刘效原的语气温和得像窗外的晨光,没有丝毫压迫感。
刘雅琴端起茶杯抿了一口,紧绷的神经稍稍放松,她仔细回忆起当时的场景:
“我只同卢书记提起过。那天是周三下午,我去卢书记办公室送文件,正好卢书记那天比较闲,就同我聊天。”
刘效原盯着刘雅琴问:
“卢书记是特意提起的吗?”
“那倒不是,因为我刚刚从维多利亚回来,给卢书记带了一打盒E国红茶,就谈到了那次只有一天半的行程。我就随口说了过程。”
“你说到了闻哲同志脱离工作组的事?”
“是卢书记问到闻主任的行程,我说有五六个小时同我们是分开的。具体闻主任去了什么地方,我就不知道了。据说是去了我们聘请的首席科学顾问赵弦柱博士的家里作客。”
“你也说了?”
“是的。我当时就这么一句话,没说具体见面时间,也没提同行的张鹤寿董事长和刘易斯教授。”

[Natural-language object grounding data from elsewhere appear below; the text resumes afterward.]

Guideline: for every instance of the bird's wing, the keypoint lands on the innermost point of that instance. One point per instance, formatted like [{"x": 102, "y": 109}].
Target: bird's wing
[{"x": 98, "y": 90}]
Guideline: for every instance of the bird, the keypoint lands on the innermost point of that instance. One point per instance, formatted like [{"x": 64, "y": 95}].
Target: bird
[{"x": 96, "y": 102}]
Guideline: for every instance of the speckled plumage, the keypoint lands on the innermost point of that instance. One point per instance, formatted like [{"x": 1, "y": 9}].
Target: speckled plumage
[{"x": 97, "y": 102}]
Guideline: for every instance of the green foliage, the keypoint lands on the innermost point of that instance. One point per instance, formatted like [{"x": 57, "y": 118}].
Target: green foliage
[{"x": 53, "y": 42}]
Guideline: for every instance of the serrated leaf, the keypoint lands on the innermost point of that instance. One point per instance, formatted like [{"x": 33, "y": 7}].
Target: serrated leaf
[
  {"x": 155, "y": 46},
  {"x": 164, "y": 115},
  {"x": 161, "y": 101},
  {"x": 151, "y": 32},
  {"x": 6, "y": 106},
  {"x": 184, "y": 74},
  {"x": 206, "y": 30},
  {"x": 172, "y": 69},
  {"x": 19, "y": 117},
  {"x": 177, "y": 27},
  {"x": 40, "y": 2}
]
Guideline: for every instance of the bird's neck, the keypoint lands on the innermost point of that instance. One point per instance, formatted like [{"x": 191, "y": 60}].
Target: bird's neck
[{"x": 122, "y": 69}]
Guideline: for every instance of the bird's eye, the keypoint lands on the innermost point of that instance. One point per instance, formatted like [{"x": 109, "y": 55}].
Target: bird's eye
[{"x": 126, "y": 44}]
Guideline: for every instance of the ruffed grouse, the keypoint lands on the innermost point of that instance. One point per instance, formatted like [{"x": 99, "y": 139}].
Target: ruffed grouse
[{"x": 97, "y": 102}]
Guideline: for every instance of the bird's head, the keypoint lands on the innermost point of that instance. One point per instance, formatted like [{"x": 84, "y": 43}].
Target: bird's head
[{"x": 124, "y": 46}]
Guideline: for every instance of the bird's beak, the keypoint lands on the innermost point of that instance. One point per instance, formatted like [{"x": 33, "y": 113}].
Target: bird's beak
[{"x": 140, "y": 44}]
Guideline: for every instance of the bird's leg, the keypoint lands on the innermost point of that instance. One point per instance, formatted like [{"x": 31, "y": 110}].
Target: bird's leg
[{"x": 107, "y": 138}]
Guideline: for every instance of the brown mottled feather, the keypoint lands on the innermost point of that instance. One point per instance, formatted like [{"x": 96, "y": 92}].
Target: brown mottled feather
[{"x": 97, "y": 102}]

“卢书记听完后是怎么回应的?有没有追问细节,或者说过类似‘要留意行程’的话?”
刘效原继续引导,没有急于记录,而是专注地看着刘雅琴,给她足够的回忆空间。
“没有追问。”刘雅琴摇了摇头,
“卢书记就‘哦’了一声,点了点头,说‘赵弦柱是行业里的权威,能跟他对接上是好事,后续可以让闻哲主任多跟进’,然后就聊到了其他工作上去了。刘书记,就这些。”